CO toxicity


Carbon monoxide (CO) is best known for its toxic and sometimes lethal effects. Many lives have been and continue to be lost by accidental or voluntary CO intoxication, even though CO is not particularly toxic when compared with equimolar doses of nitric oxide (NO) or cyanide (CN). The reason why CO is a leading agent so lethal to humans is due to its ready availability in large amounts from the incomplete oxidation of carbon based fuels. Moreover, its presence is not noticed since it is colorless, odorless and tasteless.

With increasing doses and time of exposure, symptoms of acute CO poisoning progress from mild headache to coma and death. The severity of CO poisoning may be estimated on the basis of available exposure data and COHb levels measured in a patient’s blood. In general, symptoms such as headache, shortness of breath and dizziness arise at COHb levels of 10-30%; weakness, nausea, tachycardia and tachypnea at 30-50%; and seizures, coma, cardiovascular toxicity, respiratory failure and death at COHb levels greater than 50%.  Neurological symptoms, such as reduced memory, disorientation and cognitive dysfunction, have been reported to occur with a delay of 1-3 weeks in victims of CO poisoning. However, the relationship of the “delayed” symptoms to the CO poisoning is often not clear.  In a recent study, no permanent neuropsychological abnormalities were found in patients without risk factors for neuropsychological sequelae after moderate to severe CO poisoning.

Epidemiological studies suggest that long term exposure to low doses of CO may cause neurological damage resulting in changes in memory, sleep, vision, sense of smell and direction or balance problems.  Such adverse effects are not seen in smokers with average COHb levels above 5% and peak levels of up to 18%. The question whether exposure to low CO doses has acute, adverse effects has been addressed in many experimental studies with human volunteers. Subtle effects of CO on visual sensitivity and several behavioral parameters such as tracking, vigilance or continuous performance tasks have been reported to occur in healthy volunteers at COHb levels below 5%. However, many of these findings were not reproducible. A double-blind study found no significant effects on tracking at COHb levels up to 16.6%.

Diseases may increase the susceptibility to CO. In patients with angina pectoris, the time of onset of exercise induced chest pain was shortened at COHb levels of 2.9 to 5.9%, suggesting that CO does not dilate coronary arteries under these conditions. However, smokers have less severe myocardial infarctions than nonsmokers, possibly because of the protective effect of CO against ischemia/reperfusion injury. The developing fetus is at an elevated risk due to the fact that fetal hemoglobin (HbF) binds CO more strongly than adult hemoglobin (HbA). Prolonged exposure of pregnant animals to CO has adverse effects on the fetus. Chronic exposure of pregnant women to low CO doses may increase the incidence of low birth weight. However, accidental exposure of pregnant women resulting in transient COHb levels of up to 18% had no adverse effect on fetal development.

It is generally assumed that CO toxicity is the result of impaired O2 transport and delivery. However, moderate levels of CO mediated hypoxia are compensated by increased blood flow, hemoglobin levels, and O2 consumption. In the brain, vasodilation maintains O2 delivery at COHb levels up to 30%, as demonstrated in sheep, goats and humans. Consumption of O2 begins to decline as COHb approaches levels of 30 to 50%. In addition to cytochrome c oxidase, a variety of other intracellular CO targets are likely to be affected. Conceivably, systemic CO effects on guanylyl cyclase, ion channels, and other yet to be identified targets cause adverse effects at COHb levels above 20% and contribute to the debilitating and lethal effects of CO at higher COHB levels.

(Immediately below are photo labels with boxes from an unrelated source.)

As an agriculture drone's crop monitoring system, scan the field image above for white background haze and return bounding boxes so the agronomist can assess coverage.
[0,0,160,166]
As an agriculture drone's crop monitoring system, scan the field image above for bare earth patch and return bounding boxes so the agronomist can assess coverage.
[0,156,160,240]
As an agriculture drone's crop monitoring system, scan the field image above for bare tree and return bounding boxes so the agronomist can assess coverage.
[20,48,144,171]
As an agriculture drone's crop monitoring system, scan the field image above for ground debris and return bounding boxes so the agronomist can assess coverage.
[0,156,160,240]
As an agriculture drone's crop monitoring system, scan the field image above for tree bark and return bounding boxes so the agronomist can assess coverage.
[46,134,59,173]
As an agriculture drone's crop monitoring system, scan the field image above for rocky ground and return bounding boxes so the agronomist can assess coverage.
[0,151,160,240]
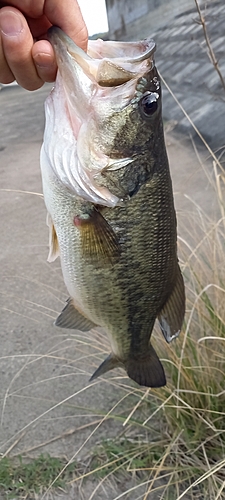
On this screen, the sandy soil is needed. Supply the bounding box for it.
[0,86,221,499]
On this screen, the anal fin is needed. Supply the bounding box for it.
[90,354,123,382]
[125,344,166,387]
[158,264,185,342]
[54,298,96,332]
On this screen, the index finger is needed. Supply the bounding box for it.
[44,0,88,50]
[0,0,88,50]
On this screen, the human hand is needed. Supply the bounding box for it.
[0,0,88,90]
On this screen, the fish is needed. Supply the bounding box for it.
[41,26,185,388]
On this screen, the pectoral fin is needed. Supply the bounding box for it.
[46,213,59,262]
[55,298,96,332]
[74,208,120,265]
[158,265,185,342]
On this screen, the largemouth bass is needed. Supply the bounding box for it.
[41,27,185,387]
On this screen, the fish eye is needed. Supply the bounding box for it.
[139,92,159,116]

Not surprisingly, CO toxicity is the most frequently raised concern against CO therapy. Indeed, CO toxicity is likely to limit CO inhalation therapy. However, the selective delivery of therapeutic CO doses to diseased tissues by CORMs is not expected to significantly raise CO levels in other tissues. Like increased CO production in diseases, CO delivery to selected target tissue results only in slight increases of COPHb levels. The clinical development of CORMs benefits from previous work on CO effects in humans. The safety of different CORM treatment modalities can be readily assessed by measurement of COHb levels. Based on preliminary data ALFAMA believes that CORM therapy will not be limited by CO toxicity. However, besides CO toxicity ALFAMAneeds to ensure the safety of the CORMs as well as of the molecules that are generated after the release of CO.